Chamorro-Premuzic, who is also chief talent scientist at ManpowerGroup, the American staffing giant, feels that most people’s perceptions about what makes a good leader are wrong. Overconfident, narcissistic and even bullying bosses, such as the late Steve Jobs of Apple and allegedly the Topshop tycoon Sir Philip Green, are hailed as inspirational — at least for a time.

Instead, Chamorro-Premuzic argues that the qualities making a great leader are humility, integrity and competence. He believes that these virtues are more readily found in women, and points to Angela Merkel, the German chancellor, as an example.

“Studies show that women lead in a more transformational way, are less likely to be absentee leaders and have more emotional intelligence,” he said.

If the workplace were a true meritocracy, Chamorro-Premuzic said, most bosses would be women and men with less traditionally masculine skills would be able to advance, too.

“Although I talk in the book about gender, I ultimately argue that it isn’t just about having more women — we need more ‘feminine’ leaders,” he said.

His work has led him to reject the views espoused by many diversity campaigners, who put the onus on women to change their behaviour — particularly by appearing more confident — to get ahead.

“We don’t realise what silly advice ‘women should be more confident’ is,” he said. “There has never been a connection between putting yourself forward for something and being good at it.

“The people who are best at something tend to be very self-critical.”


1.  You have just finished a big project that required you to toil way beyond the 9 to 5. The work has been well received. Does your boss:
a) Thank you for your dedication, remember your efforts when it comes to your next review and praise you to their own boss
b) Send you a “herogram” email
c) Claim all the glory and leverage it for another pay rise — for themselves?

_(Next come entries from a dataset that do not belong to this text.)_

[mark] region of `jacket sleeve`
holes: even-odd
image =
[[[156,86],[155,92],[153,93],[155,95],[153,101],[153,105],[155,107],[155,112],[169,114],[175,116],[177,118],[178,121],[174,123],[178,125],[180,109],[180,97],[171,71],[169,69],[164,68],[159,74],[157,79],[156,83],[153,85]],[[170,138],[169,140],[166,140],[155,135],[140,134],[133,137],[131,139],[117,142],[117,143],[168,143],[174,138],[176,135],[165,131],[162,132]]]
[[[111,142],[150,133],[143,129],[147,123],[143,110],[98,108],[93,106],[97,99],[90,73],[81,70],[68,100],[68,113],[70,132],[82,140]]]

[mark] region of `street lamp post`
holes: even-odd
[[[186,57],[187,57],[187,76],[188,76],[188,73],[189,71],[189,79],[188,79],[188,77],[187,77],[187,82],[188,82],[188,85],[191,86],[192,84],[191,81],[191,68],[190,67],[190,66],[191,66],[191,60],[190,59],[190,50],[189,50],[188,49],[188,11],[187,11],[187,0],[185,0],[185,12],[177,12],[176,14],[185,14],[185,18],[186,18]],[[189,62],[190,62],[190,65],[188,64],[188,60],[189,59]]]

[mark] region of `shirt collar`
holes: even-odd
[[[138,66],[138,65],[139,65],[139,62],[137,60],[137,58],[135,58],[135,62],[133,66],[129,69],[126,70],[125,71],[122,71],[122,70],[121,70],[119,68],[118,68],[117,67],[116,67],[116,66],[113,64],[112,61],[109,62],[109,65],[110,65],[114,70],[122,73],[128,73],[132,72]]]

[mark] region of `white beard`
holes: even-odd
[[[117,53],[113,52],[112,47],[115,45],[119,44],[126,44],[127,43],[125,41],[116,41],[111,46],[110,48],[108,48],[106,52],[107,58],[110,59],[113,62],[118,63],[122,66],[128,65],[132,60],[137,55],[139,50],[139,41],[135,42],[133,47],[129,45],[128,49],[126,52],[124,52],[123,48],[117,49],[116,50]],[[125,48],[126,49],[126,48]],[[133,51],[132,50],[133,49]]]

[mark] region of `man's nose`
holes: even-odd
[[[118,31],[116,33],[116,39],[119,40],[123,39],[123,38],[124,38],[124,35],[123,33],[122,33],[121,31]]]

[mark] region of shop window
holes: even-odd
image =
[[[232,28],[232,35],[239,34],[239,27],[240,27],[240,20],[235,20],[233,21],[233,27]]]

2.  Your boss spends a lot of their time:
a) Helping staff develop their skills
b) Getting on with their own work — but struggling to nurture talent
c) Managing their own reputation with their bosses?

3.  You’ve made a mistake at work. It’s not dire — but it is going to take a lot of fixing, probably involving a never-ending email trail. Your boss:
a) Talks you through the problem and suggests fixes you work on together. Later, they give you constructive feedback on how to avoid the problem next time
b) Expects you to deal with the issue on your own
c) Berates you publicly with red-faced yelling so everyone knows that this was your fault — not theirs?

Mostly As Your boss is a good ’un. Don’t let them leave.

Mostly Bs Your boss is getting by — but failing to manage properly.

Mostly Cs You work for a narcissist. Start looking for a new job.